I then started my first “real” business in the media and entertainment industry when I was 19 years old and haven’t stopped since then.
My parents are both Colombian immigrants in Ecuador and they entrenched in us great values of work ethic, grit and positive attitude so I guess I just learned it all from them.
Nico, you are passionate about making an immense impact in the world. How does Waku, or entrepreneurship in general, help reach your goal?
Waku’s business model of direct sourcing is allowing us to create a positive impact in the economy of local farmer’s communities. But in general, what I love about entrepreneurship is that as we keep growing as a company, the impact we can make in Ecuador can also grow exponentially.
Juan, you have vast experience in leading teams and creating visions. Do you have any tips on how to create a positive company culture in a startup?
Every stage of a company is different. As a startup, every single member you bring to the team will mold the culture—but the energy that the founders bring is especially important.
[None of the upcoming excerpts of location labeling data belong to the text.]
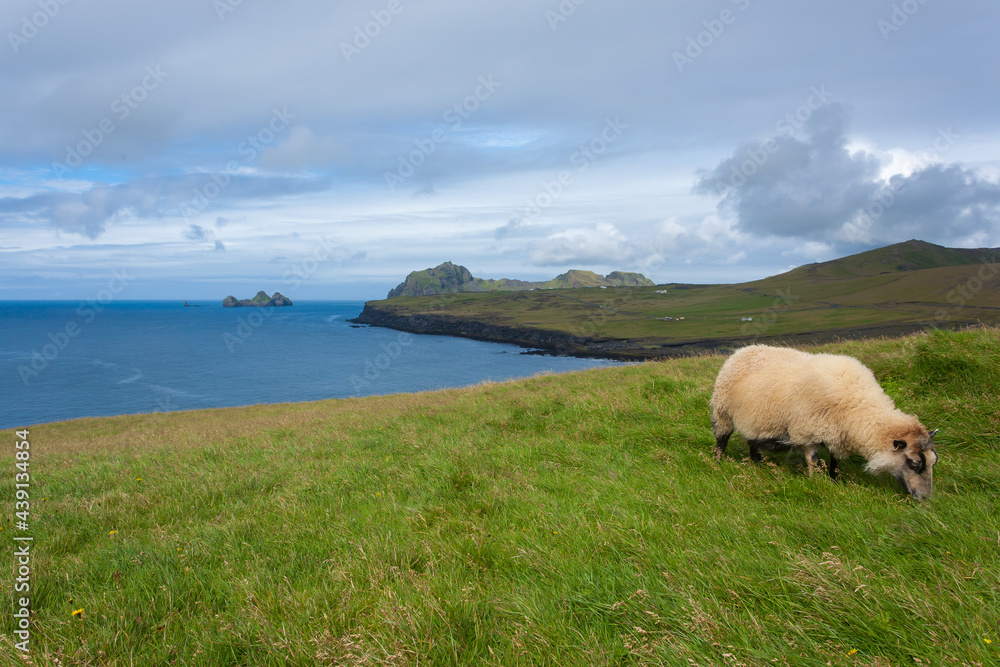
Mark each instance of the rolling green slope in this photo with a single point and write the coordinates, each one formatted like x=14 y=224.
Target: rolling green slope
x=448 y=278
x=900 y=288
x=574 y=519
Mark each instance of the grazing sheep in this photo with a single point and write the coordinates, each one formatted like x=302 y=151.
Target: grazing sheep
x=780 y=398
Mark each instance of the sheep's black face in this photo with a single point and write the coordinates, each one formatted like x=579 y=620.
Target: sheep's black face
x=915 y=463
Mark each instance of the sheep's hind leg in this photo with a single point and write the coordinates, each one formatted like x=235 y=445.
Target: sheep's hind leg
x=833 y=466
x=720 y=445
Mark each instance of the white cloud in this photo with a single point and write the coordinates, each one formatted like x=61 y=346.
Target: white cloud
x=602 y=245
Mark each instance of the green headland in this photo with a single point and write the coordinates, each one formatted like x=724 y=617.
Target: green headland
x=893 y=290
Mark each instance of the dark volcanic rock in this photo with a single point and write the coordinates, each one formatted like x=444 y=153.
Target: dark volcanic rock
x=261 y=300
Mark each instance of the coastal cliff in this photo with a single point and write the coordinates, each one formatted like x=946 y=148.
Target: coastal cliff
x=542 y=341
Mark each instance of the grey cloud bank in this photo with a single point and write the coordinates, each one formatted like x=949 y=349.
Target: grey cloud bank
x=755 y=136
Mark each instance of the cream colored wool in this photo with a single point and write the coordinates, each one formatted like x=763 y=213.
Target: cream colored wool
x=785 y=396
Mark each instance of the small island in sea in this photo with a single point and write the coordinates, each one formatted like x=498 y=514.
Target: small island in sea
x=262 y=299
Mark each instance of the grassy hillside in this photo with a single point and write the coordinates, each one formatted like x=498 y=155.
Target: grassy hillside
x=448 y=278
x=561 y=520
x=888 y=290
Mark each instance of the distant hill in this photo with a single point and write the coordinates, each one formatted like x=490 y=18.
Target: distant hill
x=262 y=300
x=910 y=255
x=900 y=288
x=451 y=278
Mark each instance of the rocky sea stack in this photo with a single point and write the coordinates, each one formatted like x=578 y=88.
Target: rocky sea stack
x=262 y=299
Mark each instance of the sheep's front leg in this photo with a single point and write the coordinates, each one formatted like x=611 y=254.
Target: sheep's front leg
x=812 y=458
x=833 y=466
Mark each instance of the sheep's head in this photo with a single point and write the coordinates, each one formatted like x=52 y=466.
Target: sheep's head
x=913 y=458
x=908 y=453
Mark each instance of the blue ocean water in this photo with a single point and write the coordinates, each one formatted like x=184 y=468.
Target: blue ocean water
x=60 y=360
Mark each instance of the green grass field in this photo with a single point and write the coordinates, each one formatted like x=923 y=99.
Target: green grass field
x=574 y=519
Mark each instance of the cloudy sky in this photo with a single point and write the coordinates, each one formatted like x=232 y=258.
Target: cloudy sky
x=201 y=148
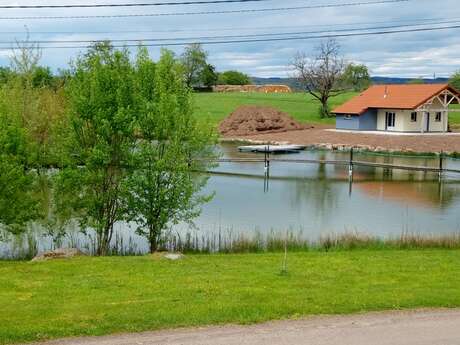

One tool that I’ve found helpful is to have a playbook that clearly articulates why we exist, what we do, what we are aiming to achieve, and how we do it (our core values). Share this playbook with the team. Revisit it often, and update it every quarter. This tool will keep the team aligned!
In the end though, culture is not what you say, but what you do—and how you do it.
Have you learned anything new or surprising about yourself through this process?
Mindset is for an entrepreneur what physical strength is for an athlete. Every single limitation is in our mind. So make sure you are working on it, nurturing it, and feeding it with the right things—taking care of our mindset is our most important priority.
You’ve participated in the Fundación Crisfé National Entrepreneurship Contest—what was that experience like? What did you gain or learn?
Fundación Crisfé is an Ecuadorian NGO that promotes entrepreneurship and social impact. We have a lot of appreciation for what they do, not only helping entrepreneurs in Ecuador but also working with vulnerable populations in rural areas.
In 2017, we won the Fundación Crisfé entrepreneurship contest and received $20,000 as an interest-free loan to start the business. They also provided mentorship and connections that were instrumental for us to get the business off the ground. Thank you, Fundación Crisfé!
Why did you decide to raise from the crowd via Republic?
Over the past 18 months we have been consistently growing our direct-to-consumer business as well as our fan base. We figured it would be great to give our fans the opportunity to invest in the company and products they love so much.
Additionally, we think that crowdfunding is a smart way to raise money for any consumer startup. At the end of the campaign you will most likely end up with 1,000+ investors that will become your brand ambassadors and product evangelists. They will be quite literally invested in your success so they will be sharing about your brand with their friends and peers.
What’s the best piece of advice you’ve received?
Dreaming big or dreaming small takes the same amount of energy—why not dream big!